No sólo la espiral se invierte en su desarrollo rítmico, sino también  en su desarrollo semántico. De lo anterior se deriva  que Sánchez “retome y enriquezca estéticamente el habla del dominicano de un momento histórico determinado (un habla que permanece en la memoria deseante) y a partir de ahí simboliza su vida y su sociedad”. “No por otra razón se mezclan con bastante fruición y dominio de la técnica del poema, como ha dicho José Mármol, registros expresivos propios del habla vulgar del dominicano, los ritmos musicales autóctonos y sincréticos, las fauna y  flora del ámbito ecosistémico caribeño y otros elementos materiales y abstractos”. Verbigracia, “la tigre”, “papichulo”, “novios de rompe y raja”, “bimbín”, “pupú”, “por donde le dicen cirilo”.

La concepción erótica de Enriquillo Sánchez se debate entre dos extremos; uno, proveniente de su intelectualización del verso, el hombre como ente verbal; el otro, que proviene de la sensualidad innata del poeta, el hombre como ser erótico. En la oposición de los dos polos se produce la extraordinaria riqueza de pensamiento y la complejidad y pluralidad de su erotismo. Deseo por el placer y, a la vez, deseo por la poesía. Subrayo algo que me parece esencial: en la escritura de Enriquillo Sánchez no hay un erotismo si no que cohabitan diferentes erotismos: el masculino, el alquímico, el femenino, el lingüístico, el corporal, y otros que quizás se me escapen en la celeridad de estos apuntes.

Ya no se trata  de una variante irónica que parta de una filosofía convencional; en realidad ya no cabe denominarla filosofía  en un sentido conceptual, porque no es una idea sobre el amor la que Sánchez percibe, sino una reacción pesimista tras haberlo experimentado.  Es, sin embargo, filosófico en cuanto que el amor como experiencia resulta problemático y paradójico. El problema básico del amor, en  nuestro autor, consiste en la trascendencia de la soledad individual que se extiende a una comunicación intensificadora.

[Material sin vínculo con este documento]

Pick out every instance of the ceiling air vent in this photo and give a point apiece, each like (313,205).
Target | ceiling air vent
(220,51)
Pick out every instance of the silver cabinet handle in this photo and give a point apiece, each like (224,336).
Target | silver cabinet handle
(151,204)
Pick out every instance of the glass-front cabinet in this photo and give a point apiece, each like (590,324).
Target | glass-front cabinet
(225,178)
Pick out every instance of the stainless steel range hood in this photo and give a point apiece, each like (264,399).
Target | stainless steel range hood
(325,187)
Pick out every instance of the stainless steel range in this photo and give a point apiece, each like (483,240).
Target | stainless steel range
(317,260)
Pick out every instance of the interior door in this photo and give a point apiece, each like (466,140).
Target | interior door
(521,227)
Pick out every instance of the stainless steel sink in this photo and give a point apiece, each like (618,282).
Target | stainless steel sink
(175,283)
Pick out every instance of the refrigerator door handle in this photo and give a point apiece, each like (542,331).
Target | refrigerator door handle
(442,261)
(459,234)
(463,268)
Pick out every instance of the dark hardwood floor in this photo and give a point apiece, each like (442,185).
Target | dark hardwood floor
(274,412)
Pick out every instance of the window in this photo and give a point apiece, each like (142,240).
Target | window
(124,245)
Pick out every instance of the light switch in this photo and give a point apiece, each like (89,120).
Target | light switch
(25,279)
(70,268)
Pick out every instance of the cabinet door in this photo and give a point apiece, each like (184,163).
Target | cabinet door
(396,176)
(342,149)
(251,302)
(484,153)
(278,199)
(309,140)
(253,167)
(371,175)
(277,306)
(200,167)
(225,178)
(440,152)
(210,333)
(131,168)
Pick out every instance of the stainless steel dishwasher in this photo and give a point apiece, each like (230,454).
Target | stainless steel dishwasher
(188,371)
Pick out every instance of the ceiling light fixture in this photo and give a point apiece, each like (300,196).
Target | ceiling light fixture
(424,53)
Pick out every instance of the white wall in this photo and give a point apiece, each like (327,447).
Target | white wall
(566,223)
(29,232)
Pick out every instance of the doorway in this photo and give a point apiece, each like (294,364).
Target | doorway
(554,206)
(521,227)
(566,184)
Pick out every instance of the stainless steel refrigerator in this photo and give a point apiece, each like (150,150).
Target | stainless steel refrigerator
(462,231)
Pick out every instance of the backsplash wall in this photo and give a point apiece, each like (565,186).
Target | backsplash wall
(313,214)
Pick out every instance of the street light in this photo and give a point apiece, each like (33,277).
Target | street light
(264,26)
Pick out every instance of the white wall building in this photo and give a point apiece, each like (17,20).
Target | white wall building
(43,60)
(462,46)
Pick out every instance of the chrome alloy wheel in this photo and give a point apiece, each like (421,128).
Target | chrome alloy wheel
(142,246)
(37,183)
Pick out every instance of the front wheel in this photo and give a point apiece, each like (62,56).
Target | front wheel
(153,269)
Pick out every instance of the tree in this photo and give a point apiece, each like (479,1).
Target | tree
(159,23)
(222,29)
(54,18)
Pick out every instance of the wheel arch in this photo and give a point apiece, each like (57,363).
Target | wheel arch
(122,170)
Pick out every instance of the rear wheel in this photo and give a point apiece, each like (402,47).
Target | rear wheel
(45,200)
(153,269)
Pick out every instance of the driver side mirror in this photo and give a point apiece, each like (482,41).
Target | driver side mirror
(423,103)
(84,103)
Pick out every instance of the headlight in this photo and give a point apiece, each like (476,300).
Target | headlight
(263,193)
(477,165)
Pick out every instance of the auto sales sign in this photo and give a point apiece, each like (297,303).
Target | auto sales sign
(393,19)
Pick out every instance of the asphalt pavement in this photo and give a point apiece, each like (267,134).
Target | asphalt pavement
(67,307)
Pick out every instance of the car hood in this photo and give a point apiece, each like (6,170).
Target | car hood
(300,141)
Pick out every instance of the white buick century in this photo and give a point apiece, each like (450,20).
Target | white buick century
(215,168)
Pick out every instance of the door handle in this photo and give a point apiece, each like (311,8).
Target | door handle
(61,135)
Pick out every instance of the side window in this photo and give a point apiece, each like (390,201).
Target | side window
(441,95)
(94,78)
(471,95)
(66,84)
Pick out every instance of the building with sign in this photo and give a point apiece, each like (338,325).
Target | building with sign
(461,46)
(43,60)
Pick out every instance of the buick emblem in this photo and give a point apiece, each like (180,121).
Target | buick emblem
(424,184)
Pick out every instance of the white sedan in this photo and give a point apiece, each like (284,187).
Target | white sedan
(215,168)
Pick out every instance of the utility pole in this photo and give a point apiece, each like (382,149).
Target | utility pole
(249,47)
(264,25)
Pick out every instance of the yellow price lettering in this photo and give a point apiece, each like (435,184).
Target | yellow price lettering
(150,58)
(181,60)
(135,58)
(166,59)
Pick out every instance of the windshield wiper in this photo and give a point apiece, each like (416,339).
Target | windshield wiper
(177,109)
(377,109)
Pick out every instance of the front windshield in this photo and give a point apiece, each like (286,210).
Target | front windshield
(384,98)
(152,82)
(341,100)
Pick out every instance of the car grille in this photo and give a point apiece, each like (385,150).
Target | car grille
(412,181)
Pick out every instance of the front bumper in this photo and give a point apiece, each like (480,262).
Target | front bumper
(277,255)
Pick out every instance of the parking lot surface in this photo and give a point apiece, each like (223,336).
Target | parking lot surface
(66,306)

La asociación implícita  de lo erótico y lo espiritual constituye una “filosofía de la experiencia” más profunda que la de la religión del amor del siglo XV. La concepción del amor y el erotismo en la poesía de Sánchez se aleja de la tradición renacentista en el sentido de que ni las mujeres ni el amor son objeto de idealización. Su dama es siempre una criatura de carne y hueso dotada de sentimientos y de debilidades humanas, pero siempre hermosa y deseable, tirando siempre incesantemente de las cuerdas más sensibles del corazón del poeta e hiriéndolo cruelmente  en la conciencia. No existe un culto a un amor espiritual situado en un reino ajeno al erotismo o a la sensualidad, y el amor no constituye un martirio que se sufre pacientemente sometido a un servicio altruista; Enriquillo Sánchez no podía apoyar ni de labios para fuera una convención de esta naturaleza; su hipocresía le hubiera llegado al alma. El amor es siempre carnal, y la volubilidad y la infidelidad son sus complementos naturales en esa área, pero en ello nada hay esencialmente cínico o desvergonzado. El amor no es la más espiritual de las experiencias humanas, pero sí la más gloriosa por la felicidad temporal que puede provocar. Hay una filosofía moral implícita en la poesía erótica de Enriquillo Sánchez, y de acuerdo con ella, se condena a sí  mismo, pero nunca condena ni al amor ni a la mujer ni a la Naturaleza por haberla creado y convertido  su anhelo en el centro de la experiencia del hombre.

El cuerpo y sus arideces, el encuentro erótico y su violencia, el amor,  operan en la obra de Enriquillo Sánchez como un puente hacia el más hondo conocimiento de nosotros mismos. Entre la soledad y la comunión del acto sexual Enriquillo Sánchez se inclina por esta última comunión.